The original bitcoin white paper by Satoshi Nakamoto described a digital currency produced on a unique-to-bitcoin blockchain platform.  They were as inseparable as Siamese twins and many bitcoin enthusiasts share exactly that view of the world.”

It’s important to untangle the two because while bitcoin or any given cryptocurrency may not have any long-term value, the blockchain undoubtedly does.

So, what exactly is the blockchain?

In simplest terms, it’s an extremely secure, digital record book where you can record information.

More technically speaking, the blockchain is a distributed database. Think of it as a ledger that is replicated and stored on thousands of different computers. The fact that it is distributed across multiple locations means it’s decentralized. The redundancy in the system makes it extremely secure. No one computer is necessary to make it work. That makes it nearly impossible to hack or shut down.

The secure, decentralized nature of the blockchain makes it perfect for recording transactions. And not just bitcoin transactions. It can securely document the transfer of virtually any asset: homes, boats, stocks, bonds, artwork, or even gold and silver

So, it’s important to remember the distinction between the thing – cryptocurrency – and the technology it operates on – the blockchain – when we’re discussing the merits of each. Skar put it this way:

Now, if we’re discussing how bitcoin has the potential to replace the USD as a medium of exchange, we should focus on bitcoin “the thing”, not the blockchain technology as the means to transmit and certify ownership of ‘the thing.’ Does bitcoin ‘the thing’ possess qualities like ‘stable standard of value’ that make it eligible to be called money?  After all, that same blockchain technology can be used to document and transfer ownership rights to any potential money, including gold and silver, which are other types of ‘things.’  I have not heard any convincing arguments as to why these digital tokens can compete with physical gold and silver as a stable standard of economic value. I am as enthusiastic as anyone about the promise of the blockchain technologies … Blockchain technology may well be transformative and we are only in the early days. Then the cryptocurrency (bitcoin) comes along and says, ‘No, wait, transfer me on the blockchain! I’m worth something because someone used scarce computing power and energy to solve a math problem and there’s a limited number of these solutions, so scarcity = value, right?’ The  does not have an individual owner, but there certainly are owners of .  What I am trying to highlight is how the conflation is so embedded that it is like water to a fish—we don’t even notice it.  Bitcoin is not like computing or running water.  It is a series of unique digital signatures that use blockchain computing to transfer ownership of these unique digital signatures from one owner to another.”

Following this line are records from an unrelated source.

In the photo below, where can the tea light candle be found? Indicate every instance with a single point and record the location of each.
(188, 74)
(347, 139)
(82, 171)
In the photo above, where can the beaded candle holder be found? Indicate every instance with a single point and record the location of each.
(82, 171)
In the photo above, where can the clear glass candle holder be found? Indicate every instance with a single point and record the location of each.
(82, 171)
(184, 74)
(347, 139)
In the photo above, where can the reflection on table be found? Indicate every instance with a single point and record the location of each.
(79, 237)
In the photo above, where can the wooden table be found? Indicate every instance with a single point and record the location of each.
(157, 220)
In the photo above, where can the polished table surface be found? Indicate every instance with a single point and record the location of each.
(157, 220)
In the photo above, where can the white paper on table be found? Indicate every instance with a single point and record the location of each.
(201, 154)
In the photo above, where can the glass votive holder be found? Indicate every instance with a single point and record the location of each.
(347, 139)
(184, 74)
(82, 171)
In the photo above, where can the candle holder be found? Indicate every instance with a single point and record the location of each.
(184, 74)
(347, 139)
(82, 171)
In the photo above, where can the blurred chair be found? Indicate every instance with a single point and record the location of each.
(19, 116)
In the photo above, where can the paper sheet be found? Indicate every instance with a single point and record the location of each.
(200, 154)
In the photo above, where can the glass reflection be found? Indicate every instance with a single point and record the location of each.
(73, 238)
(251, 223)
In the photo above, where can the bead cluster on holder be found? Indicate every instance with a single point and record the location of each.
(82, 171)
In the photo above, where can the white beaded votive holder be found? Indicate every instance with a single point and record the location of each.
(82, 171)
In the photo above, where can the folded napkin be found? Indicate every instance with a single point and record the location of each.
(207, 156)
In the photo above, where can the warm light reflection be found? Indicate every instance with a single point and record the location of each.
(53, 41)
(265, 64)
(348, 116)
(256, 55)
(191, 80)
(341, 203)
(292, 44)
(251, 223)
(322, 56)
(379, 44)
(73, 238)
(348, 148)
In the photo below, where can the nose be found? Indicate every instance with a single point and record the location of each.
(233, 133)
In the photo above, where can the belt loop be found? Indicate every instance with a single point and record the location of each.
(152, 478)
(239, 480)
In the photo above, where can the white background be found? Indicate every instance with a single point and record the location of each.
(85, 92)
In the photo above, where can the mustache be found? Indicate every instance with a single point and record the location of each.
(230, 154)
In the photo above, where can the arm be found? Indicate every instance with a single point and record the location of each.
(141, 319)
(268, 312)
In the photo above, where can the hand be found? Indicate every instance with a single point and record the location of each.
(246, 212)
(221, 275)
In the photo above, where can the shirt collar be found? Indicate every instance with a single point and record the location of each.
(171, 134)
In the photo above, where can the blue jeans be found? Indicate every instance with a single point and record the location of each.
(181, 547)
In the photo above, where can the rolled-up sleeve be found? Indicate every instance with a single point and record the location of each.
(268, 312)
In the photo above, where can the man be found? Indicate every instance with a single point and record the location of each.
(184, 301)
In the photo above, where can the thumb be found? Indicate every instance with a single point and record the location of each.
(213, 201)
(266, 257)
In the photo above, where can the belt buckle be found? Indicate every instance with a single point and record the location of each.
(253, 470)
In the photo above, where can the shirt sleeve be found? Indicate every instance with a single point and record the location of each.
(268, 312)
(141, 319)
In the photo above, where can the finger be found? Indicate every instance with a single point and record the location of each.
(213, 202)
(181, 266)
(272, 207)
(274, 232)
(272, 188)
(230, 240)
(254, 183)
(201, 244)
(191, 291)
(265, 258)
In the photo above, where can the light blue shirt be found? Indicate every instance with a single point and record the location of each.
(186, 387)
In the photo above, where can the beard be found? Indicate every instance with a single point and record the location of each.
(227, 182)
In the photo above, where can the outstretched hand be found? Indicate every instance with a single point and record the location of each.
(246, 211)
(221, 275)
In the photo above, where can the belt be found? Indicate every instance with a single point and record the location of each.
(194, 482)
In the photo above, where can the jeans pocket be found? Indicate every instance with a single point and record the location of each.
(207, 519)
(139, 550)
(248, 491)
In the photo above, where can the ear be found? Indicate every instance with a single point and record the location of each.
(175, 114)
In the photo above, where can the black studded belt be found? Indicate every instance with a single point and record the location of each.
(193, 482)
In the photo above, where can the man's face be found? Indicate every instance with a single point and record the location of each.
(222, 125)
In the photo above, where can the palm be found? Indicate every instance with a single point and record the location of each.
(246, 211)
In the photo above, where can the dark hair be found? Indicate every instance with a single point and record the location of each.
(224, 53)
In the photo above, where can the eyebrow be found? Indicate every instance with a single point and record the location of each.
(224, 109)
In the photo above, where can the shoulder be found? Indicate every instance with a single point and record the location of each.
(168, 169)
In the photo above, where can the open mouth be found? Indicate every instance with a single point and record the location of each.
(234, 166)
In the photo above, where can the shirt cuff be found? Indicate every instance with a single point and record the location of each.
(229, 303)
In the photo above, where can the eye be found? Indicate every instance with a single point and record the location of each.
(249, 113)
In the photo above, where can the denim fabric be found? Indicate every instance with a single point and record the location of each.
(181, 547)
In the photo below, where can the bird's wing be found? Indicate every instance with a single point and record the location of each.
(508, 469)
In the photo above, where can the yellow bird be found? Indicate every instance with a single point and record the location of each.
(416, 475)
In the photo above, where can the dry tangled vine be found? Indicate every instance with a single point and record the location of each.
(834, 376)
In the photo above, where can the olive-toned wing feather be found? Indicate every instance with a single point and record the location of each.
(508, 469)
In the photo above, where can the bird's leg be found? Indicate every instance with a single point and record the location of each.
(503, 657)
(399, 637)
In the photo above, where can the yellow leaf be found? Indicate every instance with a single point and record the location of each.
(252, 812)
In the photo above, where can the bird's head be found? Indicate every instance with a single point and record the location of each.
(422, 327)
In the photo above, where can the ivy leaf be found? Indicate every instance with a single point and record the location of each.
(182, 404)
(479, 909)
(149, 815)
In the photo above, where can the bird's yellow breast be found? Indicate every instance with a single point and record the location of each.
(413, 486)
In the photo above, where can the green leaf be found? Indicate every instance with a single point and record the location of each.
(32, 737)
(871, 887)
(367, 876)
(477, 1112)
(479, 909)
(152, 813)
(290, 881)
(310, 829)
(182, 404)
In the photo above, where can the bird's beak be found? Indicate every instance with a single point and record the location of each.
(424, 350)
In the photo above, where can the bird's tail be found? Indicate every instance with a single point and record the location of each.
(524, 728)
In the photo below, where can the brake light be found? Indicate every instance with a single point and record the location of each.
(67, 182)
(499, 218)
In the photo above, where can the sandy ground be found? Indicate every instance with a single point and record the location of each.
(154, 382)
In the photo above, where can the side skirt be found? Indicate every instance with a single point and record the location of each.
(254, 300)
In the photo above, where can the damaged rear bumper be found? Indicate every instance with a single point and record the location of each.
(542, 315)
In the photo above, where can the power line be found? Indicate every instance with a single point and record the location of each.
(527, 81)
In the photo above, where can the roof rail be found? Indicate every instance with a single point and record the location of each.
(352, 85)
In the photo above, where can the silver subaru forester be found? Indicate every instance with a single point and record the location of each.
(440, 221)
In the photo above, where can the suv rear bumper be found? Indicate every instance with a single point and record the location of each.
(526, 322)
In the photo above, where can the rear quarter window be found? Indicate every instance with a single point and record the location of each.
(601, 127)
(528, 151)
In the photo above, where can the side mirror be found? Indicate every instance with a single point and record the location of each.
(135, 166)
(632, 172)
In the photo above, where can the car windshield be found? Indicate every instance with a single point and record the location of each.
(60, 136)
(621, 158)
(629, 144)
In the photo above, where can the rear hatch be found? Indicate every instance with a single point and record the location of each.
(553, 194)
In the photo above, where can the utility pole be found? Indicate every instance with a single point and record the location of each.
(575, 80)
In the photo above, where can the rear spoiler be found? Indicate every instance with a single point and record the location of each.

The point here is that even if your skeptical of bitcoin, or of cryptocurrency in general, it’s important not to throw the baby out with the bathwater. A secure, decentralized leger system that is nearly impossible to hack, alter or shut down has wide-ranging potential. I’ll close with Skar’s final point.

Whether bitcoin or other cryptocurrencies are better suited than gold as the ultimate store of value, i.e., as sound money, has nothing to do with the technological platform they reside on or are transferred on. The sooner we stop conflating ‘technology’ with ‘coin,’ the sooner we will have a better understanding of what is and is not sound money.”